Batterie Solide Solstice : Factorial livre ses cellules de 450 Wh/kg à Mercedes et Stellantis
La start-up Factorial franchit une étape critique avec sa batterie solide « Solstice ». Affichant une densité énergétique de 450 Wh/kg, cette technologie promet d'alléger les véhicules électriques de 40 % tout en augmentant l'autonomie de 80 %. Mercedes et Stellantis débutent les tests d'intégration.

Architecture FEST et rupture de densité énergétique (450 Wh/kg)
Le cœur de l'innovation repose sur le système FEST (Factorial Electrolyte System Technology). Contrairement aux batteries Lithium-ion conventionnelles utilisant un électrolyte liquide inflammable, la technologie Solstice s'appuie sur un électrolyte solide (ou semi-solide selon les itérations) plus stable.
Cette architecture permet d'atteindre une densité gravimétrique de 450 Wh/kg, là où les meilleures cellules actuelles (type NMC 811) plafonnent généralement entre 250 et 300 Wh/kg. Cette augmentation de la densité énergétique offre deux leviers aux constructeurs : soit doubler l'autonomie à volume de batterie égal (visant la barre psychologique des 1 000 km), soit réduire drastiquement la masse du pack batterie (jusqu'à -40 %), améliorant ainsi l'efficience globale du véhicule (consommation en kWh/100 km).
Sécurité thermique et procédé de fabrication « Dry Coating »
Outre la performance pure, le passage au solide résout l'un des enjeux majeurs de l'infrastructure de mobilité : la sécurité thermique. L'électrolyte solide de Factorial est conçu pour résister à des températures de fonctionnement supérieures à 90°C sans risque d'emballement thermique (thermal runaway), simplifiant ainsi les systèmes de refroidissement liquide embarqués.
Sur le plan industriel, Factorial utilise un procédé de revêtement à sec (Dry Coating) pour les électrodes. Cette méthode élimine l'utilisation de solvants toxiques et réduit la consommation énergétique lors de la production, tout en facilitant le passage à l'échelle industrielle sur les lignes de montage existantes. Stellantis prévoit d'ailleurs d'intégrer ces cellules dans une flotte de démonstration basée sur la plateforme STLA Large (notamment pour la Dodge Charger Daytona) d'ici 2026.

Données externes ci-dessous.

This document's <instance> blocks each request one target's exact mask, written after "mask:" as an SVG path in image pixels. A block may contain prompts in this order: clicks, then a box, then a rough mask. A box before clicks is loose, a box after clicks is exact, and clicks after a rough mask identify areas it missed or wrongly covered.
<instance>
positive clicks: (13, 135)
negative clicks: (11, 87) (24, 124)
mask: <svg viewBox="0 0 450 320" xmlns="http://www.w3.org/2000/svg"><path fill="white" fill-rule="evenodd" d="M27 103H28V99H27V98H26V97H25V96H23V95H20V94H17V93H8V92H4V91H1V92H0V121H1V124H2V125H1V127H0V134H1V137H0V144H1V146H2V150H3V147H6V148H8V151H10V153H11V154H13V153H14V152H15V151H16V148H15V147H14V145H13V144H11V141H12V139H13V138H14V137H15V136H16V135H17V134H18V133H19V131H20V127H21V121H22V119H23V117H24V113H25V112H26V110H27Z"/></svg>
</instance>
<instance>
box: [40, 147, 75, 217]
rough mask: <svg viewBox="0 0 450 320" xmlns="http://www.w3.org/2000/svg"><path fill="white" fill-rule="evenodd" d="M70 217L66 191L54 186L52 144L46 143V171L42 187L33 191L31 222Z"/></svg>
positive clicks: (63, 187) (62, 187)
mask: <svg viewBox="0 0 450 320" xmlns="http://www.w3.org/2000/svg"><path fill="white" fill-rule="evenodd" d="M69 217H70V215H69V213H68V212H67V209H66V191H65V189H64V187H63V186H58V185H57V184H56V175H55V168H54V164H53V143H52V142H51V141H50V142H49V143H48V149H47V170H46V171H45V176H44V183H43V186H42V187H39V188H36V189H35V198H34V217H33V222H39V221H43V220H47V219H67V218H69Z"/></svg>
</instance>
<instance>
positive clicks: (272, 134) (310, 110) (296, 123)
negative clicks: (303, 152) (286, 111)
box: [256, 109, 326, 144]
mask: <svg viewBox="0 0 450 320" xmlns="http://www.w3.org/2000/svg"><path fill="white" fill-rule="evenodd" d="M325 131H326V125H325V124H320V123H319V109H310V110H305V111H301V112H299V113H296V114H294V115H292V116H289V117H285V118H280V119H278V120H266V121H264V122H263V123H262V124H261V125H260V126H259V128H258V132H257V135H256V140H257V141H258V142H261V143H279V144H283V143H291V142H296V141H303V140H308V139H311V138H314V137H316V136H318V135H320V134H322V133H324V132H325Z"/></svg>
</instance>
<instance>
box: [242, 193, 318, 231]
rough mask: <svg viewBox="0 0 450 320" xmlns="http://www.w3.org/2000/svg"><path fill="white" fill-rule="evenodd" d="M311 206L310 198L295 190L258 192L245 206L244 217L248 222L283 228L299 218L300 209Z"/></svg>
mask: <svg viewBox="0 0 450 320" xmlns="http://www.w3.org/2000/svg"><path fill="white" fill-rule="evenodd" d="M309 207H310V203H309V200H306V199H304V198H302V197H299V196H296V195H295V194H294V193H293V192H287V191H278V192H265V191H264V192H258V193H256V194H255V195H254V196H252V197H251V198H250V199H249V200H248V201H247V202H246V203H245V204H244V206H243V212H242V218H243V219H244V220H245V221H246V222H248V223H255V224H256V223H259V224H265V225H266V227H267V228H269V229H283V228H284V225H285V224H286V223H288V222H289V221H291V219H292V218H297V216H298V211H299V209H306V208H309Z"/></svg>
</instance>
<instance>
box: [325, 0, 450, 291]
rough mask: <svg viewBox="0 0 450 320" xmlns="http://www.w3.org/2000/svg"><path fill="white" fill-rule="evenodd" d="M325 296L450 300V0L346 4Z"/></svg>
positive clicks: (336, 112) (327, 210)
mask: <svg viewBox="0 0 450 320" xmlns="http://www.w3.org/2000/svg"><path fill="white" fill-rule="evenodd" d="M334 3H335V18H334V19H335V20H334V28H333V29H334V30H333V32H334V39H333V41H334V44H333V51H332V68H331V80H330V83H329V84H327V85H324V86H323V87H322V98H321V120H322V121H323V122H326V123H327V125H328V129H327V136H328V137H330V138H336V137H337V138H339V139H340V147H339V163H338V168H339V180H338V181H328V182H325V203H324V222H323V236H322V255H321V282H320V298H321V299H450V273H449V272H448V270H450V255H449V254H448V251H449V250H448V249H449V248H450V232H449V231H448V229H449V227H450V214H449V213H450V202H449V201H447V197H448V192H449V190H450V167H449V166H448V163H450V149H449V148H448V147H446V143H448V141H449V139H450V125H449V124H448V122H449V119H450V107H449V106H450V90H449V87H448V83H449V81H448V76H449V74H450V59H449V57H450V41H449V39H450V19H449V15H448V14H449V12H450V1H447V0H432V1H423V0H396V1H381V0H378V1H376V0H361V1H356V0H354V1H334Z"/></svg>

Livraison des « B-Samples » : Le dernier verrou avant la série
L'annonce de la livraison des « B-samples » (échantillons de type B) à Mercedes-Benz marque la transition du prototype de laboratoire vers le produit pré-industriel. Ces modules sont des unités fonctionnelles complètes, prêtes à être installées dans des véhicules de test pour valider les cycles de charge/décharge en conditions réelles et la résistance aux vibrations.
Si les performances sont validées, cette technologie pourrait entrer en production de masse d'ici la fin de la décennie (horizon 2030). Le défi reste désormais celui du coût de production au kWh, le solide restant pour l'instant nettement plus onéreux que le Lithium-Fer-Phosphate (LFP) ou le NMC classique.
Avis de la Rédac
C’est le « Saint Graal » de l'électromobilité qui semble enfin quitter les éprouvettes pour tâter du bitume. Avec 450 Wh/kg, Factorial nous vend un futur où les voitures électriques ne pèseront plus le poids d'un petit char d'assaut. On ne peut toutefois s'empêcher de noter que la date de commercialisation, calée sur 2030, laisse encore pas mal de temps aux batteries LFP chinoises pour saturer le marché. Le solide sera-t-il la révolution promise ou simplement le luxe de demain pour berlines allemandes en mal d'exclusivité ? Réponse au prochain cycle de recharge.